It was the road trip from hell and it brought the best out of the All Blacks. They were shattered by the time they reached Johannesburg, the time difference also cutting down how long they had to prepare. Training was reduced and yet still the players looked close to dying by halftime in the test. Somehow they found the mental strength to tap into the last remaining well of energy. But that was it in terms of consecutive performances of note.
They won their first four Rugby Championship games mostly in third gear with stretches where they pulled into fourth. They followed their win in Africa with a lacklustre draw in Brisbane, then a rout of Scotland before another tailing-off match with the Italians.
This year has started in much the same way; the emphatic 30-0 defeat of France was followed by a six out of 10 effort in New Plymouth.
Maybe the All Blacks are being overly hard on themselves - even when they drop their intensity, make too many mistakes and don't quite find their rhythm, they are still a quality side, as their results prove.
It's a rare position indeed to be able to string together so many victories and only once manage consecutively brilliant performances. How many other sides would really care if they fluctuated from test to test if they were winning 90 per cent of the time?
There's two reasons why this inability to back up bothers the All Blacks. The first is that their core philosophy is continual improvement; they are a side that craves progression.
Incremental improvements need to be seen each time they play. That's what drives them - this notion that they have to keep delivering, that they have to keep lifting their standards.
The second factor that hovers in their thinking - more a vague, fridge buzzing irritation than anything else - is that they know in 2015, the World Cup can only be won if they deliver three consecutive big games. There's no escaping that. They won't successfully defend their title if they are emphatic in the quarter-finals and a bit off their game in their semi.
They have learned that the hard way. In 1995, for a variety of reasons, they didn't deliver the same intensity in the final as when they destroyed England in their semi.
Again in 2003, South Africa were blown away in the quarters but Australia outplayed and out-thought the All Blacks in the semis.

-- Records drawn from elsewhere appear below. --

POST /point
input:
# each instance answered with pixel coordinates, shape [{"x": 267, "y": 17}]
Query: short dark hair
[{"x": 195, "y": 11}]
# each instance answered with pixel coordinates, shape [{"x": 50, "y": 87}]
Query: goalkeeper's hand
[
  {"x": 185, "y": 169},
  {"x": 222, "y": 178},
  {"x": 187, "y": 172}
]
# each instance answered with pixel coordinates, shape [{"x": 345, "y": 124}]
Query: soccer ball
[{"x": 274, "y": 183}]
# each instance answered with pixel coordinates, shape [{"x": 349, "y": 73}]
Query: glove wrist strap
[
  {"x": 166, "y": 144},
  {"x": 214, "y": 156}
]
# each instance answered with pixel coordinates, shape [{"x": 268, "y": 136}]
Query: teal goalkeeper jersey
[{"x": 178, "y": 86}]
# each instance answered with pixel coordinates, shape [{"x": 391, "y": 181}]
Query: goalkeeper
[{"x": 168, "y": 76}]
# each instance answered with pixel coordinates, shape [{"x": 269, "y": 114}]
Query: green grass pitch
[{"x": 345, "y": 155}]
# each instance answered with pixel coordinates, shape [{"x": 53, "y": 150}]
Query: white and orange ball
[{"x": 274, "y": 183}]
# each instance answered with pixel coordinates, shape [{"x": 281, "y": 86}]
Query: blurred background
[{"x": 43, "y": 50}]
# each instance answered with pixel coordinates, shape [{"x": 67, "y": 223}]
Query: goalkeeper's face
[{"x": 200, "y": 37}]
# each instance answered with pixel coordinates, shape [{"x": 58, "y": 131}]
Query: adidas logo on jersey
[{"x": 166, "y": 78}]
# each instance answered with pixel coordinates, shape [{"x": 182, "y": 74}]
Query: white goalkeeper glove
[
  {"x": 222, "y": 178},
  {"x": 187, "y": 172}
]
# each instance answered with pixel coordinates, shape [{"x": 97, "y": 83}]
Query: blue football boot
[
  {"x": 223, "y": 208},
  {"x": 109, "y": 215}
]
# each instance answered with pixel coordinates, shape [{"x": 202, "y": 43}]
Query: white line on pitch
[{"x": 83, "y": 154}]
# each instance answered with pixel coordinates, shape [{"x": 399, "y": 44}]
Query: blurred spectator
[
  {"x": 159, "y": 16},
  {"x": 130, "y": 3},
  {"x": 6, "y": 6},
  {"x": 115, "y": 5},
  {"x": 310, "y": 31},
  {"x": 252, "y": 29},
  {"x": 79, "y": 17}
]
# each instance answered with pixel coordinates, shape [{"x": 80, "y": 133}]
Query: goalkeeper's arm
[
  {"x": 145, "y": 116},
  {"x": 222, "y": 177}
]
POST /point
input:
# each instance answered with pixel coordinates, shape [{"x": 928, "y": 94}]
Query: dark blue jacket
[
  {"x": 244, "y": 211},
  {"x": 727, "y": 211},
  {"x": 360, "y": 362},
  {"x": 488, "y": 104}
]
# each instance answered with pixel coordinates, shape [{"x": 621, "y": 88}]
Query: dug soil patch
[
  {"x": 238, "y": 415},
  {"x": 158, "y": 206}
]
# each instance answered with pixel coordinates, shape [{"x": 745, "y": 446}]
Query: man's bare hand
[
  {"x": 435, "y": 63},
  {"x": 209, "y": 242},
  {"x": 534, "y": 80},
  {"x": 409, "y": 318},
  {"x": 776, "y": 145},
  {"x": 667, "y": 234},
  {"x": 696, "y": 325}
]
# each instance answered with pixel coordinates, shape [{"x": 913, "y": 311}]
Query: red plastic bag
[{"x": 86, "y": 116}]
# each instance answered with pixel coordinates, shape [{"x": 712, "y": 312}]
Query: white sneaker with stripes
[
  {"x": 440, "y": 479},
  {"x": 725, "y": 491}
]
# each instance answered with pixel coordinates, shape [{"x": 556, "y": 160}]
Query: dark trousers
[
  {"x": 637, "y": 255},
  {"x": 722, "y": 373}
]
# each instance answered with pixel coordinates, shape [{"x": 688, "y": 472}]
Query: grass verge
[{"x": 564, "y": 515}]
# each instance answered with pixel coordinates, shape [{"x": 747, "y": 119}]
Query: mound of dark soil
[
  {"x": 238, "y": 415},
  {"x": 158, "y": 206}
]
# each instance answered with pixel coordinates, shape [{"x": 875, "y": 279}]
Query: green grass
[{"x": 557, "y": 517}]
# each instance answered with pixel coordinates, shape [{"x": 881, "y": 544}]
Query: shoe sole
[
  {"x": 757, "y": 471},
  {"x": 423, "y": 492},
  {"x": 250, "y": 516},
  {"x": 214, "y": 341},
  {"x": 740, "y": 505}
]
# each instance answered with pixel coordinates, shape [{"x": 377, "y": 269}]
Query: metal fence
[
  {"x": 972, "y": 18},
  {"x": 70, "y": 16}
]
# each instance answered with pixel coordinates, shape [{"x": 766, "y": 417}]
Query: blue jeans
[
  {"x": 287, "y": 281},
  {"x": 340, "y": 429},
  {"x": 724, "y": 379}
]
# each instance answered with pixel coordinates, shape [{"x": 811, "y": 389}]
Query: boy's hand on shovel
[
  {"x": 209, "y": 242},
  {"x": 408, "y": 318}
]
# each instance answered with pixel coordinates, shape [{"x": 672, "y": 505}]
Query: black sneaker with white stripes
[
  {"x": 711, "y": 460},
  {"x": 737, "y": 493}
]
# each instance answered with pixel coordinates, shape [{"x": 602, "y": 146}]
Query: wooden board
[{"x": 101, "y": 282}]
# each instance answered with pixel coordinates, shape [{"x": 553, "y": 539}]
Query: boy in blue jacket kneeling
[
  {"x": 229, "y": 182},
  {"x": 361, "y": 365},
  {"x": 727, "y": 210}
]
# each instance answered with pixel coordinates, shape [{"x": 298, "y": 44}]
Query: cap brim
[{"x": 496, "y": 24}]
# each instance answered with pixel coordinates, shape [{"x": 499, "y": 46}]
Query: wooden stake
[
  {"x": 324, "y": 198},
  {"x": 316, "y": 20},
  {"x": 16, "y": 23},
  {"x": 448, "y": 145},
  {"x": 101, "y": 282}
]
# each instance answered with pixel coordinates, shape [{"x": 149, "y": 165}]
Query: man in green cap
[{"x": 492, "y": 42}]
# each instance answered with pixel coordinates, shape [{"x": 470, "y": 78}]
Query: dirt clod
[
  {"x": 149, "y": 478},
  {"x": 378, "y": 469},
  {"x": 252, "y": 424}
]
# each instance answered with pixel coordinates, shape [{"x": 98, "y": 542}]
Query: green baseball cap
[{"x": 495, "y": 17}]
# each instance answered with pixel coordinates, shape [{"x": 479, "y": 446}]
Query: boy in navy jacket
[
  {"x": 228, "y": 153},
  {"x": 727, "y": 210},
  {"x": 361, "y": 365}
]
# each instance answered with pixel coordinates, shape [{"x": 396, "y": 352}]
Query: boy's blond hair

Even when they won in 2011, the All Blacks were a touch fortunate to cling on in the final. They were magnificent a week earlier in dispatching Australia but never rose to the same heights against France.
They rode their luck once, but they know if they do so again in 2015, they are unlikely to get away with it.
They have six Rugby Championship games to improve their ability at backing up, but the end of year tour, where they will play three tests in the same part of the world as the next World Cup, is perhaps the perfect opportunity for the All Blacks to replicate a knockout scenario.